She stood in the shadows screaming
Never saying a word
She looked in the distance wailing
Never seeing a soul
She listened for a long time moaning
Never hearing a sound
Her tales are endless
Tales of anguish
Tales of pain
Tales of sorrow
Tales of shame
Wounds that never seems to heal
Misused and abused not respected but rejected
A woman of much scorn
She was tarnished
She has lost all affection
She hated to be touched
Hated to be embraced
Hated the sight of all men
They tormented her
She was overwhelmed with panic attacks
They gripped her painstakingly
Her cries for help were never heard
She sort refuge in dark and dismal places
She shun every crowded street to trod down lonely places
A safe heaven a comfortable get away for her
Day in and day out she lived in constant fear.....fear of being rapped
Fear of being sodomized
Fear of losing sanity
It bereaved her
Every look every stare accelerated the blood running through her veins and paralyzed her soul
Those looks brought shame and guilt to her she was sure that everyone knew what she had done how terribly bab she was
She was badgered by criticizing thoughts
Was it me?
Did I encourage this?
Did I welcome this awful tradegy?
Was I to be blamed?
God gave me a mouth,why did I not say anything?
People must think I'm slack to have allowed such things to happen
That's why it continues to repeat itself again and again and again
She was angry sad bitter
The hurt the pain and the shame were more than she could bear
Her emotions formed a whirlwind in her head
Death seemed to be a comfort for her, she sought it but it never came
She was burdened and wanted to be set free
She searched tirelessly for a getaway but her back was against the wall freedom was not in sight.

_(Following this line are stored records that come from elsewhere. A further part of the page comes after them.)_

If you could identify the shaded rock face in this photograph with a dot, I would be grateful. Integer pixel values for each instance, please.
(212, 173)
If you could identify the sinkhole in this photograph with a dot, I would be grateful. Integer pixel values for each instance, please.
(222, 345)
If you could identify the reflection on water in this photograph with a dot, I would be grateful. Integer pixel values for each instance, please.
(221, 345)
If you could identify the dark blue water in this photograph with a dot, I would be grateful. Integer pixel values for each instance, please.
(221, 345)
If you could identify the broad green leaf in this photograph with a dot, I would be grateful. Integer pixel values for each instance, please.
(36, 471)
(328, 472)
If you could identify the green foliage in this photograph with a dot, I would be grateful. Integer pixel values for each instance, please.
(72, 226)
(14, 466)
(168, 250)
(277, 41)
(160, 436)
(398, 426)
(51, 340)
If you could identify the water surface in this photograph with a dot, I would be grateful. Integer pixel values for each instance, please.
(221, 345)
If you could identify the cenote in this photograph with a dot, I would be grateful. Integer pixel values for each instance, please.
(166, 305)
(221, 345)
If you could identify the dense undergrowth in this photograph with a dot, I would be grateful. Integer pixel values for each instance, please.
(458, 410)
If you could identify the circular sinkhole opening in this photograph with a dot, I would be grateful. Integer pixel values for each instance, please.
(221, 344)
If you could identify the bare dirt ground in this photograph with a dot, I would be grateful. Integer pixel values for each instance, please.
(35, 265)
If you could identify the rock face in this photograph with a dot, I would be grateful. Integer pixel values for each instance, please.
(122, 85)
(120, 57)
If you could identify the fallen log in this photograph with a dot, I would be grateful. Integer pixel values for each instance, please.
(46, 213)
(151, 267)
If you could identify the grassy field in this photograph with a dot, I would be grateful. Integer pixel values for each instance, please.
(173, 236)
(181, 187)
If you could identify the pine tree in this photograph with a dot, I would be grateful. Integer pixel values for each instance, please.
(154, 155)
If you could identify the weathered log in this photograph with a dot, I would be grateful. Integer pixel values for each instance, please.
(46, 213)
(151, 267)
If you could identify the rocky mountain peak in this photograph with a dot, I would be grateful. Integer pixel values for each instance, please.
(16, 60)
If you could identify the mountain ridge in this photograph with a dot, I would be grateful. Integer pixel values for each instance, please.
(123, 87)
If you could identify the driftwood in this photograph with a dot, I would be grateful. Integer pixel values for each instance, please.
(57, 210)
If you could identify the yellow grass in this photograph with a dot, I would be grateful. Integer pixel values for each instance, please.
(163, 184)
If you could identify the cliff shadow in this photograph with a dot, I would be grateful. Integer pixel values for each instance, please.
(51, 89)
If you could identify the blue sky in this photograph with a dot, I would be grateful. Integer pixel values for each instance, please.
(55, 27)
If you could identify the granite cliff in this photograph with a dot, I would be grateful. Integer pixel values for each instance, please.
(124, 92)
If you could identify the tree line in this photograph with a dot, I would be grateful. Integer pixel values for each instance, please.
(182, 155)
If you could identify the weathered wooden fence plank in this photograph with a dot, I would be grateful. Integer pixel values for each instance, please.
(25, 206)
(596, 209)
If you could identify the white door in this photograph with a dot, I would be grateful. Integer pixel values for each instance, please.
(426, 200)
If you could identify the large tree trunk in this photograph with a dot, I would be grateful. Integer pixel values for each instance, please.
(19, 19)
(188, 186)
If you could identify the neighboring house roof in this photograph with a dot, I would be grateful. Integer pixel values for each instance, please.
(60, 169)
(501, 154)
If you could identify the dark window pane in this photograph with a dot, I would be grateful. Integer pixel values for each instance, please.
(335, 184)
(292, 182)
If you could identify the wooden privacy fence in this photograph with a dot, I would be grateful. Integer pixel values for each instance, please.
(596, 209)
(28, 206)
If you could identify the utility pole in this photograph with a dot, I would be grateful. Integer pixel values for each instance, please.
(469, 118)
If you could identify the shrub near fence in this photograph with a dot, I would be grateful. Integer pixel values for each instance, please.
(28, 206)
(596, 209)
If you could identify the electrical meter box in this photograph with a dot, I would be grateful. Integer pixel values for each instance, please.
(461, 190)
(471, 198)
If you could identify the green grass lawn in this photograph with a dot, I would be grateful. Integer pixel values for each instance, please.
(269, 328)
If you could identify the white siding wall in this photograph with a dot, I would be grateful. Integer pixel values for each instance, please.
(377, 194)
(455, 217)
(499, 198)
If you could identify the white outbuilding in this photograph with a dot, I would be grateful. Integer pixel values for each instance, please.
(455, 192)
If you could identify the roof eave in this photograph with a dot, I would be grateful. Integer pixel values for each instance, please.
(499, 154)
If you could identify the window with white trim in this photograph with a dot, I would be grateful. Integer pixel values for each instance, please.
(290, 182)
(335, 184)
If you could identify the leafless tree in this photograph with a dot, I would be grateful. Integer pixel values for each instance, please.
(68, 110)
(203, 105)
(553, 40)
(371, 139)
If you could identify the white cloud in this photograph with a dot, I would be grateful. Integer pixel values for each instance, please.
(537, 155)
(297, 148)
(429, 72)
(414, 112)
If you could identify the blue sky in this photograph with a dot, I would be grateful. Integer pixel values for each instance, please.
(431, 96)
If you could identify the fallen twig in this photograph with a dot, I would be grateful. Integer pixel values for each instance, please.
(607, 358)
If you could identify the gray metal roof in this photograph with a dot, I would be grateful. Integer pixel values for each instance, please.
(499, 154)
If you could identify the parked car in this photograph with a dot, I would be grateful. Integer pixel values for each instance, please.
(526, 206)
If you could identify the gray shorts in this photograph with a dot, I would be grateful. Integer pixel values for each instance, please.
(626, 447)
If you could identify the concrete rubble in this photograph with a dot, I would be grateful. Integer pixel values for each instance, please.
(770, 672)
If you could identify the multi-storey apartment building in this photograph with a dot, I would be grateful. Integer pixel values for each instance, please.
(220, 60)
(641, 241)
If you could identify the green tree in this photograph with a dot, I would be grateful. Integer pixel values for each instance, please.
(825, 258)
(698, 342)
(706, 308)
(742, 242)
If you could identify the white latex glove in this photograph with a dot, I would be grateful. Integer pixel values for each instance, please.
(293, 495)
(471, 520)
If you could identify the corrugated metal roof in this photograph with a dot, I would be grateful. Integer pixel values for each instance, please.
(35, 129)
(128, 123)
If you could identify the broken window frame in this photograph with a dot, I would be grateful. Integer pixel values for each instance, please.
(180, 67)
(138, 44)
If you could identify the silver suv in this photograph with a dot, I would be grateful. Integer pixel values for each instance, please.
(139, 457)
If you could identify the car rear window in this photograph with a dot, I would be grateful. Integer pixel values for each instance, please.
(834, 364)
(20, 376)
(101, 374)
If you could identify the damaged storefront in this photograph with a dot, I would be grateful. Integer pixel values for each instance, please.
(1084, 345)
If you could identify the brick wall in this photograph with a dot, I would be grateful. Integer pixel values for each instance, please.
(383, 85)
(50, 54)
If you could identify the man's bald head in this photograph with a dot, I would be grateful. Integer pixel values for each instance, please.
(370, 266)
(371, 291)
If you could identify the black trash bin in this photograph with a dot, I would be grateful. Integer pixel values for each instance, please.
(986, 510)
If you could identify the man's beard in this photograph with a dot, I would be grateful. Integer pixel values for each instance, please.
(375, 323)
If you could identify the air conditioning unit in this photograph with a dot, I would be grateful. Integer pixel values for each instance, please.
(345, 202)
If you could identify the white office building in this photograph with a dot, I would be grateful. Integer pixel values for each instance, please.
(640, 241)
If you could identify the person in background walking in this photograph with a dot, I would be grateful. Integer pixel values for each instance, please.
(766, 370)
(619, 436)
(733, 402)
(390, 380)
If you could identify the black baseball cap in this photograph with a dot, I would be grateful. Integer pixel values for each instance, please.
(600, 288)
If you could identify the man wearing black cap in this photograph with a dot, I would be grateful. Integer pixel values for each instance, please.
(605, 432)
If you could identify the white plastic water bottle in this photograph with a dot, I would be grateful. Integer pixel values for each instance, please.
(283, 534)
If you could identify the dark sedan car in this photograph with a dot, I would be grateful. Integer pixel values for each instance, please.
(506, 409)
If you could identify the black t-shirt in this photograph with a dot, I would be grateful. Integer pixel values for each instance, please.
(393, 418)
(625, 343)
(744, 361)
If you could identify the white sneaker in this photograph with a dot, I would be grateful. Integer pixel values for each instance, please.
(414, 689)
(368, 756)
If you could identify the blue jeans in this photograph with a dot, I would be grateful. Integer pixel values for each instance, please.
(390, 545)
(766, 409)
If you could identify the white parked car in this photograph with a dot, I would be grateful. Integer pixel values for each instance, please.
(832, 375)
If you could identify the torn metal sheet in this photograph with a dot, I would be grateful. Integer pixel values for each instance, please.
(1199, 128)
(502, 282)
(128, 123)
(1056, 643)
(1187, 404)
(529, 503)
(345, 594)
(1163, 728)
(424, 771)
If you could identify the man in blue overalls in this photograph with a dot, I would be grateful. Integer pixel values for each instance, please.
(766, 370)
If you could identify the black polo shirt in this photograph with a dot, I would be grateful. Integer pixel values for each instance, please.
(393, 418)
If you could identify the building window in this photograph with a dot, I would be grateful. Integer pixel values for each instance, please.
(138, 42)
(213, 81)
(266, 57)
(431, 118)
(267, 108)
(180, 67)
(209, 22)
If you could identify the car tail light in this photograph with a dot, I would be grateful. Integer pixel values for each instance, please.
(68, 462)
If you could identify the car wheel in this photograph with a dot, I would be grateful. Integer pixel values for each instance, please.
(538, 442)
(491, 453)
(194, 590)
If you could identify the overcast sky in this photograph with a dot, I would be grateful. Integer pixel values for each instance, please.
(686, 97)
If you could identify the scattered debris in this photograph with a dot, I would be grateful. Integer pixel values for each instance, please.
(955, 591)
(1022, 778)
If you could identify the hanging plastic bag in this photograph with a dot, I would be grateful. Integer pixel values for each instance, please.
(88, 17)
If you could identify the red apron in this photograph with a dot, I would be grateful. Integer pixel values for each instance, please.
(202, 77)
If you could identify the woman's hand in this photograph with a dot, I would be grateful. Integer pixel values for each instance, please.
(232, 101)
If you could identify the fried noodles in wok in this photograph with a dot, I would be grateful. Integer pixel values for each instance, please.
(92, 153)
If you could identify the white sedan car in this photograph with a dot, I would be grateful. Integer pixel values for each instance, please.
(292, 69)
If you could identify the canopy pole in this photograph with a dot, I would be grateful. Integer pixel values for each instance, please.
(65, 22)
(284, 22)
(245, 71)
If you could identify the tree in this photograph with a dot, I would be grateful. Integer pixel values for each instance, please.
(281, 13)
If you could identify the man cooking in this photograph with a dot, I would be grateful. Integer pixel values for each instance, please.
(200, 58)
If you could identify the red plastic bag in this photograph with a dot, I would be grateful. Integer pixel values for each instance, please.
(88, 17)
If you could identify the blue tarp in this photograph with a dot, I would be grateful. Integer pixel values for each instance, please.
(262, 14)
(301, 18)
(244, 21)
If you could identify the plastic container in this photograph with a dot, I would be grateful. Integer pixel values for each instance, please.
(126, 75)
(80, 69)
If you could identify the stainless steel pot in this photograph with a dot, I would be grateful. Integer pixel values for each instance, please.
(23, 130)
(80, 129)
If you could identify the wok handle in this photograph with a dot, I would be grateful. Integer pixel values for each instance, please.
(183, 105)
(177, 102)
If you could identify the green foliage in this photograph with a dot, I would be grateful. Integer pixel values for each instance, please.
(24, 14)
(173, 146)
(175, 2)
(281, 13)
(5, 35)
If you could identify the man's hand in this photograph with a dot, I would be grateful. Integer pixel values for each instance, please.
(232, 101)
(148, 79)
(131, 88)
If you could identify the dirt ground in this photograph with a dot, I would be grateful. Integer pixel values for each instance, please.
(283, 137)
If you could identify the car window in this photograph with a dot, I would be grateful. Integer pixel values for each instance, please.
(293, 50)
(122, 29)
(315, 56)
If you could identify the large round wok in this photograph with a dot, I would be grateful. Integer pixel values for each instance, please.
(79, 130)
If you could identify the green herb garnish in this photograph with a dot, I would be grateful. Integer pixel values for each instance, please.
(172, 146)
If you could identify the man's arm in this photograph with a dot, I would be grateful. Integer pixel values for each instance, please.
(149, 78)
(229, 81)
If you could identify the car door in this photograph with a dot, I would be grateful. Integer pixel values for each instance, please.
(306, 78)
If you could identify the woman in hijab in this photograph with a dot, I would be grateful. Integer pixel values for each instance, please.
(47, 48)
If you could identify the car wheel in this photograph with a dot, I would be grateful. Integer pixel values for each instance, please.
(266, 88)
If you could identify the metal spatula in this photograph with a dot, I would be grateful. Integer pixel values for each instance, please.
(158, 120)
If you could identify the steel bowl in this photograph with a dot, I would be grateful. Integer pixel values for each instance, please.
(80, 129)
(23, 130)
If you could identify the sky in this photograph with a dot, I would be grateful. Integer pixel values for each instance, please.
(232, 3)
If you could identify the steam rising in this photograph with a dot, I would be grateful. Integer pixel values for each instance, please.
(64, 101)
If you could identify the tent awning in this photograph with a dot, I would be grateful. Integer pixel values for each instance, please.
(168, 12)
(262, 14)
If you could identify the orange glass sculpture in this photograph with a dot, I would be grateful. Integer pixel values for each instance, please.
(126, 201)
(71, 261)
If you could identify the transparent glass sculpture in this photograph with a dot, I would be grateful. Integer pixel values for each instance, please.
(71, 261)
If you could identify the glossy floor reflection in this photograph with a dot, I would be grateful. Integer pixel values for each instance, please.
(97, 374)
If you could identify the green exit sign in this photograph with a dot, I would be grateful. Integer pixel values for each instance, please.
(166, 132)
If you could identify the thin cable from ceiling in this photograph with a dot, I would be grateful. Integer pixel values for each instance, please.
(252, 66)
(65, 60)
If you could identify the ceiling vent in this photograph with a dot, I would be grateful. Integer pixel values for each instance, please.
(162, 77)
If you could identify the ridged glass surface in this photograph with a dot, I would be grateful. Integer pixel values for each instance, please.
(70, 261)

Moments of intimacy were torture to her...passionless
She felt nothing
Thought nothing
Said nothing
She laid there motionless pretending it was all good but in essence she was never really there
She felt violated
She wanted to scream but her voice was all choked up
She wanted to lash out but her hands were all coiled up
She wanted to push them away but she was comatose
They were predators heartless demanding criminals
Who tore through her flesh ruthlessly
Invading her private space and defiling her childhood
They robbed her of her innocence by attacking the very roots of her being
The most precious part of her existence
Self gratification did nothing to ease her pain
Neither did excommunication
Being pregnant was the epitome of her distress
She hated the one who had impregnated her
She wanted to strangle him kill him he was a demon in her eyes for no good and decent person would do such a thing
She was a great mother inspite of her struggles but there were times she couldn't bring herself to embrace the male child
Not that she didn't love him but after all he was a MALE
I saw her and I knew
Her eyes said it all, they're the window to her broken troubled soul
Her crushed spirit and her messed up mind
She was overshadowed with a spirit of heaviness
A damsel in need of healing words warm hugs
Reassuring word and undivided attention
She needed someone to show they
TRULY
Someone to put this ragging tempest to rest
But no one took the time
No one shared her pains
No one saw her tears
No one saw her scars of misery and no one that was anyone belived her story.
So she kept it all bottles up inside fermenting an animosity and distaste for all men
Pinning away in her despair but never giving herself away
A black woman of many pains
Imprisoned in her own Guantanamo Bay
Trapped by shackles she sort to break
Her suffering were boundless they ran deep beyond the ocean floor
High above the starry skies and lengths across the width of the earth
She had dreams
~ ~ ~ ~ ~
Posted: May 2018
About this poem:
This is a piece I wrote years aback about the struggles I've had to face and eventually overcome having been a victim of child s*xual abuse.